On Thursday, Nov. 12 at the ASSE Symposium for Construction Safety in New Orleans, LA, Kenneth Daigle, director of safety at BP will present “An Overview of Risk Assessment: A New Dimension in Construction Safety Management?” as part of the symposium’s track on risk assessment and prevention through design.
Daigle will discuss hazards in the construction industry and the risk assessment involved. He will also explain ways to identify hazards during construction and different methods of finding hazards that may not be quite as obvious. These are important concepts for safety professionals to know because they are “one of the areas that most safety professionals do not get formal training on very often coming out of school. Most university curriculums do not include a lot of discussion of risk, application and tools,” he explains.
With risk assessment, various approaches and measures have proven effective. “We use a variety of tools. Some of them are looking back at past incident history to identify the sources of potential events,” Daigle says. “We use a checklist of energy sources. We go through a list of things like gravity, mechanical equipment, moving parts, things like that. You use these guidewords to help you identify where hazards come into play during a construction activity.”
When it comes to communicating risks to executives and frontline workers each day on the work site, Daigle offers a dual perspective. “It is not one size fits all. You have to tailor the communication style and content to the audience,” he notes. “For the leaders, typically, you have to describe it like a value proposition. Most of the time when you are managing risk, you are talking loss prevention or avoidance.”
For frontline workers, the communication is a bit different. “They are most often exposed to the hazard or the consequence. Their interest is really now that you have identified the risk, how you are controlling it, he explains. “It is less of a theoretical discussion with the frontline workers and just communicating to them the details of what is in place and why it is important and how it protects you and your role in these things working.”

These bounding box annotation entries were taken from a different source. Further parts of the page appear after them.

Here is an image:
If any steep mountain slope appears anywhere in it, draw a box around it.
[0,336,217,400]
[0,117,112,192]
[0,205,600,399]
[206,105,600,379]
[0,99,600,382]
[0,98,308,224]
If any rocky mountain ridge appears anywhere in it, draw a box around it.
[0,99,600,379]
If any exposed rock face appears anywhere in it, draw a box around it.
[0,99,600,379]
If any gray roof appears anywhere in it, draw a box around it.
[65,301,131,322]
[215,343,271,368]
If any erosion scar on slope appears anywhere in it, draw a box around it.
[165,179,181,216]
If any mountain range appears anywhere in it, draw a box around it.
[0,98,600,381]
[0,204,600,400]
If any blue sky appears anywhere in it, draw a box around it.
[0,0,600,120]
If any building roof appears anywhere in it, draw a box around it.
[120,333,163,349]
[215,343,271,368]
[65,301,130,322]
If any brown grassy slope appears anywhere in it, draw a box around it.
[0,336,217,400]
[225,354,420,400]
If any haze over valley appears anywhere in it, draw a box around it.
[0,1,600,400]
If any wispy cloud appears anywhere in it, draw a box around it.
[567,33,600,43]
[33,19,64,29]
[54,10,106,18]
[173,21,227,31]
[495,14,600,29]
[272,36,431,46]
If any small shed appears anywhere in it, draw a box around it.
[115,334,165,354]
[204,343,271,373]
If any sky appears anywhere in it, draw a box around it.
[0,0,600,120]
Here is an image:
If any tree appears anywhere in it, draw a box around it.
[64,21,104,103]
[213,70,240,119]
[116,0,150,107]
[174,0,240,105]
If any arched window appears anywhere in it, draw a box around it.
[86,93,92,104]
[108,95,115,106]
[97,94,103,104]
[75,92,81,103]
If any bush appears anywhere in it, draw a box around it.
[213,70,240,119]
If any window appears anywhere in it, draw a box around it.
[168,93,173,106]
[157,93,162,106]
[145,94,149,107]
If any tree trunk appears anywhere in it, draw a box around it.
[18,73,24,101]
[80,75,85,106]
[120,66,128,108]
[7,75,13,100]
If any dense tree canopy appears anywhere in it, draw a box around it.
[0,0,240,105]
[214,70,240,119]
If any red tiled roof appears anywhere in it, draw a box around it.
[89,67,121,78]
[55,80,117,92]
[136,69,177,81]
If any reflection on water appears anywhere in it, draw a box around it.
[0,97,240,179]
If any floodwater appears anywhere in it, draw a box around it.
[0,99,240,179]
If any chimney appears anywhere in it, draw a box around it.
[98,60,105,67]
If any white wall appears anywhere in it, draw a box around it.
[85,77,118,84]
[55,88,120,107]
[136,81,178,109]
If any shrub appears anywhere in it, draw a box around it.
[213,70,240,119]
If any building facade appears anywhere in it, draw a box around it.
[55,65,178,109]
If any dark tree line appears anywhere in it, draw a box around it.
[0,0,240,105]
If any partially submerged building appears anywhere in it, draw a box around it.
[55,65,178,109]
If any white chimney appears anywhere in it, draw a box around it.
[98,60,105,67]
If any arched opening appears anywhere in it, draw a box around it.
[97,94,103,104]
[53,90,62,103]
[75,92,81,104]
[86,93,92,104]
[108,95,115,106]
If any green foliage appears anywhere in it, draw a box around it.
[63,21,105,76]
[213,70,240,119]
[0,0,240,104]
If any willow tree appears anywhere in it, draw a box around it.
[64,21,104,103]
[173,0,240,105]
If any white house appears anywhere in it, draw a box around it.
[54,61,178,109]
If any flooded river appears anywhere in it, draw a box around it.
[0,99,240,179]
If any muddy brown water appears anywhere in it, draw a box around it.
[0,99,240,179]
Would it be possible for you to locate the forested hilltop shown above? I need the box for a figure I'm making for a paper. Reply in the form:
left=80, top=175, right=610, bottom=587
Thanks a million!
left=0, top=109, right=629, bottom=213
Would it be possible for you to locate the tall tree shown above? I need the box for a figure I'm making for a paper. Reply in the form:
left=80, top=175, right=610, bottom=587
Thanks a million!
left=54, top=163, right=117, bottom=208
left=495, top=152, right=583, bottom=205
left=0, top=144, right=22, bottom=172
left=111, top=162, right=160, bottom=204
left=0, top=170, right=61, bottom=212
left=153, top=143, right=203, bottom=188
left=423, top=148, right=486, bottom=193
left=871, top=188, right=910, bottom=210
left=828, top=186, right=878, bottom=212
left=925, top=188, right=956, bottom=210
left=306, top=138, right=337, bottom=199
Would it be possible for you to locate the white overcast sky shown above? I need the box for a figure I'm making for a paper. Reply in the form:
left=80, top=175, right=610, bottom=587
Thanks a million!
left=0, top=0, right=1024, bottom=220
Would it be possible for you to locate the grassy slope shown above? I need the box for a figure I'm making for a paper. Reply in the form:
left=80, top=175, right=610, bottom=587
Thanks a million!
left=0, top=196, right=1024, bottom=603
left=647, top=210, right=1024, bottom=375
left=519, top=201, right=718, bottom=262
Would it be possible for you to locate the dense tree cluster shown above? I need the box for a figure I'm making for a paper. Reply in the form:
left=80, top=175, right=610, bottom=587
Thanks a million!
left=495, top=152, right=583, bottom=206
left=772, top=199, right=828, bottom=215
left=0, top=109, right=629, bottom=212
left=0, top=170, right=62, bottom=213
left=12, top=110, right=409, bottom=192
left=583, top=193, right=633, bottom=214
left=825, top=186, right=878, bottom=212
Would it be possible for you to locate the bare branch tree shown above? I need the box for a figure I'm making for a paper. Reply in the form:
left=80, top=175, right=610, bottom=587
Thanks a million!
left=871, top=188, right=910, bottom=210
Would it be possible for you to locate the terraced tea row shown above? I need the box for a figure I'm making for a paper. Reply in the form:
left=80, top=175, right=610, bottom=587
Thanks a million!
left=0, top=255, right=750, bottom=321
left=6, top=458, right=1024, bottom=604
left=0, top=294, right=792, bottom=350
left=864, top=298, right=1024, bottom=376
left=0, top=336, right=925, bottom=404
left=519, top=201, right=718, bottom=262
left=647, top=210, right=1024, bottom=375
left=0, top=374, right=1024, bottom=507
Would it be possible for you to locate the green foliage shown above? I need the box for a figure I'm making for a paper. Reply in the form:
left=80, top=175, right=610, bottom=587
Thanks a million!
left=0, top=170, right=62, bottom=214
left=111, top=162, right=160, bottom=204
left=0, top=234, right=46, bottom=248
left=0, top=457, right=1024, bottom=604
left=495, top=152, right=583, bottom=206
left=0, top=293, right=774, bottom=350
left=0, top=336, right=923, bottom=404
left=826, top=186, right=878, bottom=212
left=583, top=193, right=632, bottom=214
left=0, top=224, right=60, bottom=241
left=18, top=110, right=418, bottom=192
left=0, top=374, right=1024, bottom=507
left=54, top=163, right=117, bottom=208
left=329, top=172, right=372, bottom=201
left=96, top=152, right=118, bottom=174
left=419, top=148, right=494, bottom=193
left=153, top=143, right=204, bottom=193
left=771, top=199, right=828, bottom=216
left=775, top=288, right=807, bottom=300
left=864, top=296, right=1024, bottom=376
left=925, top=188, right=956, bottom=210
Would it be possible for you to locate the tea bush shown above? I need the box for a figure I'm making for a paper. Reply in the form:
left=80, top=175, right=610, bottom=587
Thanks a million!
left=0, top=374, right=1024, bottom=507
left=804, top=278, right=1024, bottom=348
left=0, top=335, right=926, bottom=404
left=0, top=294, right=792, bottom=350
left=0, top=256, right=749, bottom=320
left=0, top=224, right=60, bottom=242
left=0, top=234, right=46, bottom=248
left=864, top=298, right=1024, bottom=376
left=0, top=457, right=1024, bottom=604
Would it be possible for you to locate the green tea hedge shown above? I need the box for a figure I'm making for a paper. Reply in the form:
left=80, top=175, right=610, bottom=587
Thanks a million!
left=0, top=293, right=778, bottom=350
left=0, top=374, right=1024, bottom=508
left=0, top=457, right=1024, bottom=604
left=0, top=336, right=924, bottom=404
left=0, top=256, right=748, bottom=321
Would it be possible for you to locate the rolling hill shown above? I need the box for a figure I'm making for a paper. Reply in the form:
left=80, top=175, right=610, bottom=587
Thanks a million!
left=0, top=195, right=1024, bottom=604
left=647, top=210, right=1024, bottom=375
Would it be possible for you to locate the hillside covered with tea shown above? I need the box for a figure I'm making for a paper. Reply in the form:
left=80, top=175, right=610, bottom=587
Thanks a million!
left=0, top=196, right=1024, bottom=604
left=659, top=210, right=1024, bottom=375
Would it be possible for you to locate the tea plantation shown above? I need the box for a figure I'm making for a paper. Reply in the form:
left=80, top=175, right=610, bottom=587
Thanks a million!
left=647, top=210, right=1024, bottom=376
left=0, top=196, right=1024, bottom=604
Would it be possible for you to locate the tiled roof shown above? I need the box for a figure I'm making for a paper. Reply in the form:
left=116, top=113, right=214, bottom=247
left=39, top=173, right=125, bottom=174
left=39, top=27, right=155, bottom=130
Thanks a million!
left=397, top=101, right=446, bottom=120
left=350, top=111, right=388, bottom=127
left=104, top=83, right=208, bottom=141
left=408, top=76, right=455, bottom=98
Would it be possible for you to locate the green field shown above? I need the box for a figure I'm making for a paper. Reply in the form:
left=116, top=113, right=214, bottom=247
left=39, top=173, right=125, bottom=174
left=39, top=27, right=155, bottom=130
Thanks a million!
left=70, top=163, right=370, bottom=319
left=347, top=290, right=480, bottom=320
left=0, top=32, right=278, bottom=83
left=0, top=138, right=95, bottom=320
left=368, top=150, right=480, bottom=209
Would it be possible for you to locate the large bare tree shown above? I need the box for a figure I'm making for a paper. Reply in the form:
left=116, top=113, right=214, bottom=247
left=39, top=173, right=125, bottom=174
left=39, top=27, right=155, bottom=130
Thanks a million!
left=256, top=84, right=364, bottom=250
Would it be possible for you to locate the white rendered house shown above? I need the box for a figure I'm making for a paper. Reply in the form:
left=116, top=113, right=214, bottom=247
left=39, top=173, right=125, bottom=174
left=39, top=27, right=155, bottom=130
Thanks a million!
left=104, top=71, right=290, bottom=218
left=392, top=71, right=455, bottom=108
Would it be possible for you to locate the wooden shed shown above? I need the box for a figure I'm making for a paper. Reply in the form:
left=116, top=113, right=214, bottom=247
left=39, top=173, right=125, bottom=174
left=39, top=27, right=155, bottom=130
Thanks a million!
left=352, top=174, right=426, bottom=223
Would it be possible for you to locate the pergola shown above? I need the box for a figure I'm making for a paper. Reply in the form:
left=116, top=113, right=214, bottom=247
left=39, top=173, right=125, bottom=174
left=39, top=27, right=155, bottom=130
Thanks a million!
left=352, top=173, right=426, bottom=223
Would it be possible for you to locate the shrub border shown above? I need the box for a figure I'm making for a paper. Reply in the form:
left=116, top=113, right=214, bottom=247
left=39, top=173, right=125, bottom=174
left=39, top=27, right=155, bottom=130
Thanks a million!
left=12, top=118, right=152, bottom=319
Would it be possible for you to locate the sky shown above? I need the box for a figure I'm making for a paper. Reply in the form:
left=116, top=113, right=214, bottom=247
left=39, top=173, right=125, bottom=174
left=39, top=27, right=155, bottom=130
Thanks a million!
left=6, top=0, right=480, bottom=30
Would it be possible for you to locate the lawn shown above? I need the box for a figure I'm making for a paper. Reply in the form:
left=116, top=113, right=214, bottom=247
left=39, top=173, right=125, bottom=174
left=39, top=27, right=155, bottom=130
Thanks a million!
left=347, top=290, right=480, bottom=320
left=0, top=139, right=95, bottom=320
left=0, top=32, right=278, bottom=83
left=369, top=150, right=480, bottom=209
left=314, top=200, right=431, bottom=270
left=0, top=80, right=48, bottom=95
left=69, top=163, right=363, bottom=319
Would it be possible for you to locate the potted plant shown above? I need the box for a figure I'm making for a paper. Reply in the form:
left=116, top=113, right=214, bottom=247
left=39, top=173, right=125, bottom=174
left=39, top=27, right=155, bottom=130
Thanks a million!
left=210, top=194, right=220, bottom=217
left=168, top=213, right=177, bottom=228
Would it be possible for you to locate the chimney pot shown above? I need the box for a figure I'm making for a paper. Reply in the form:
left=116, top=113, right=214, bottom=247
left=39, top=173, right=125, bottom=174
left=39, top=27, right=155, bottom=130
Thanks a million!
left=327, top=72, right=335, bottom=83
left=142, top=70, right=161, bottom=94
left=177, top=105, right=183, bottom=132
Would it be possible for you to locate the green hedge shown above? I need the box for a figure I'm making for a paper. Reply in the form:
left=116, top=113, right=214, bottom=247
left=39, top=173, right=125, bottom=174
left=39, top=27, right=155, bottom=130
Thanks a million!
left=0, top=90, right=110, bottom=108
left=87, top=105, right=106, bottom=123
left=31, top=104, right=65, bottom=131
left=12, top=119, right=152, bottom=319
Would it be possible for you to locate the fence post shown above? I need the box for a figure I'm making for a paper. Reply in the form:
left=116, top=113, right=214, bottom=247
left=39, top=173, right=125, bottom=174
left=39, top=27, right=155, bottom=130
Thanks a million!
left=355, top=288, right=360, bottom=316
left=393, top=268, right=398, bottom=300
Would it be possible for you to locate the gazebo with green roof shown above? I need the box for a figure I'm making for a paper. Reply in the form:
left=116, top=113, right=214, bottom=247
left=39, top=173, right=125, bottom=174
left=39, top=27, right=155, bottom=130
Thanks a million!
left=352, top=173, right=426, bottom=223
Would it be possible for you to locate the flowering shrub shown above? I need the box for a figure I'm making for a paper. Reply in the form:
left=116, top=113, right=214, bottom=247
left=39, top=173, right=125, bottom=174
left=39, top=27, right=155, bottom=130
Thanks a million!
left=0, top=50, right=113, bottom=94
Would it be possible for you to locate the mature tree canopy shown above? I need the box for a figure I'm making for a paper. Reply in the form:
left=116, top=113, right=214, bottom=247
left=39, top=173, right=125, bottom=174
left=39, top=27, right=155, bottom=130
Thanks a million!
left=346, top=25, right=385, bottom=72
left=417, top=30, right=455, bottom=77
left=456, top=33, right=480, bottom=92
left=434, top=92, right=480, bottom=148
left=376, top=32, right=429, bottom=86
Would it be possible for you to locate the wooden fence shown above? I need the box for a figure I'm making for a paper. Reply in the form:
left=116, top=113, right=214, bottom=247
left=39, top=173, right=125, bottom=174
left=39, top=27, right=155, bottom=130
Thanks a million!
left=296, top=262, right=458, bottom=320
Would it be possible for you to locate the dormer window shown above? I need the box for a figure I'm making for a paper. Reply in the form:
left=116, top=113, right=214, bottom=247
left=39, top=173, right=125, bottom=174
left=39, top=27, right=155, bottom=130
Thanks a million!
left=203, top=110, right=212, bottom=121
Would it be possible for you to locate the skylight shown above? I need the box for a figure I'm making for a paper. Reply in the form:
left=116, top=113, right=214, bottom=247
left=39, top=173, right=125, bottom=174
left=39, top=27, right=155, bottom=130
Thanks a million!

Daigle offers tips for OSH professionals looking to become better at the risk assessment process. “There are two different areas. One is immersing in the concepts and being familiar in the terminology and applications. It is a bit of developing personal competency in the tools that are available to do risk assessment,” he says. “The other piece is around communication and tailoring the message from everyone from the frontline to the senior leaders within an organization so they can use the results successfully.”